Effects of Semelil (ANGIPARS™) on focal cerebral ischemia in male rats.

BACKGROUND AND THE PURPOSE OF THE STUDY: Cerebral ischemia is one of the main causes of long term disability and death in aged populations. Many herbal drugs and extracts have been used for the treatment of cerebral ischemia induced insults. This study was designed to investigate the protective effect of Semelil (ANGIPARS™), a new herbal drug, on focal cerebral ischemia in male rats.
MATERIAL AND METHODS: MALE RATS WERE DIVIDED INTO FIVE GROUPS: sham-operated, ischemic animals treated with distilled water as vehicle, ischemic animals treated with 1, 10 and 100 mg/kg of Semilil respectively. Middle cerebral artery occlusion (MCAO) model was used in NMRI rats and neuronal injury analyzed in hippocampal CA1 sector after 48 hrs of Middle Cerebral Artery (MCAO).
RESULTS: Results of this study showed that treatment with semelil attenuated ischemic damages and has positive effects on focal cerebral ischemia.

INTRODUCTION

In spite of many efforts, cerebral ischemia or stroke still represents the third leading cause of death and the most important source of long-term disability in the world. Many herbal drugs including Nigella sativa L. extracts (1); green tea extract (2) and date fruit extract (3) have been used for the treatment of this disease.
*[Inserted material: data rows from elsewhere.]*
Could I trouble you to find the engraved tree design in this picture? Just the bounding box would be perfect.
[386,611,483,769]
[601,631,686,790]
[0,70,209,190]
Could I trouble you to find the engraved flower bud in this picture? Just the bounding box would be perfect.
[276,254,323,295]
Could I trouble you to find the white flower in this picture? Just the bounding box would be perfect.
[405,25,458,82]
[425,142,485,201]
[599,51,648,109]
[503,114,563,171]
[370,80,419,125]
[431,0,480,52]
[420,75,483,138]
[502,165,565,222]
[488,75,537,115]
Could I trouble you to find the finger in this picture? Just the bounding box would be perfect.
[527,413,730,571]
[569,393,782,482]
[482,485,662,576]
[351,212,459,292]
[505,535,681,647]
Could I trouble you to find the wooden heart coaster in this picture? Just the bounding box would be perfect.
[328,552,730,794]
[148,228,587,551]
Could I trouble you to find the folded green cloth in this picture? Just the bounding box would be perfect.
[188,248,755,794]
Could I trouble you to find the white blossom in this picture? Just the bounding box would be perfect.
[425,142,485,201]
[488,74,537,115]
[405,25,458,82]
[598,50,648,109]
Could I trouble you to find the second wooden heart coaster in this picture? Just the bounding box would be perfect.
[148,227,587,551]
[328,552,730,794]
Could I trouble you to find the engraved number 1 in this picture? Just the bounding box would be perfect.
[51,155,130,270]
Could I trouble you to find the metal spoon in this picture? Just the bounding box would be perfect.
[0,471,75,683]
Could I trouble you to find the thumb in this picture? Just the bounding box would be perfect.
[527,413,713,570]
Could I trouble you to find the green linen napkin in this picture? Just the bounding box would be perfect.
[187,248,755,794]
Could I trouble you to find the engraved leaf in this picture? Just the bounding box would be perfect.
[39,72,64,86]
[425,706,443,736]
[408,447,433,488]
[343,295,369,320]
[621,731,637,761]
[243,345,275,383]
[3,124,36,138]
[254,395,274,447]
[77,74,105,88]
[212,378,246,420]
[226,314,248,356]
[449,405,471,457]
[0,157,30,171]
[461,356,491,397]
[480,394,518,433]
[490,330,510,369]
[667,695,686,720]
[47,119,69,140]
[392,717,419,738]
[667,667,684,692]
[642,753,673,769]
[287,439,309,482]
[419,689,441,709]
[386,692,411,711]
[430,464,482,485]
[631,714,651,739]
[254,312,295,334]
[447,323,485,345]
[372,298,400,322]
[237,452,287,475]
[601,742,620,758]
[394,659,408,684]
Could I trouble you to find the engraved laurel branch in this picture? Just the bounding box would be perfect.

Melilotus officinalis has been introduced as a component of a new drug by trade name of Semilil (ANGIPARS™). In vivo studies in rodents and dogs and also in vitro studies in some established cell lines have approved its safety (4–6). Previous studies have shown beneficial effects of Semilil such as improvement of blood circulation, reduction of inflammation, improvement of lymphedema, and immune system (7–10). Results of clinical trials on Semilil indicated its safety and efficacy in human diabetic foot ulcer (11–13). This drug has been found to have strong antioxidant components such as 7 hydroxy coumarin, flavonoids, and oleanene glucuronide (9, 14). Since some of these properties (anti-inflammatory and antioxidant) may be useful in the treatment of the damages that inevitably followed by cerebral ischemia, in this study the protective effects of Semilil on focal cerebral ischemia in male rats was investigated.

MATERIALS AND METHODS

Semelil herbal extract (ANGIPARS™) was generously prepared and delivered by ParsRoos Co. (Tehran, Iran).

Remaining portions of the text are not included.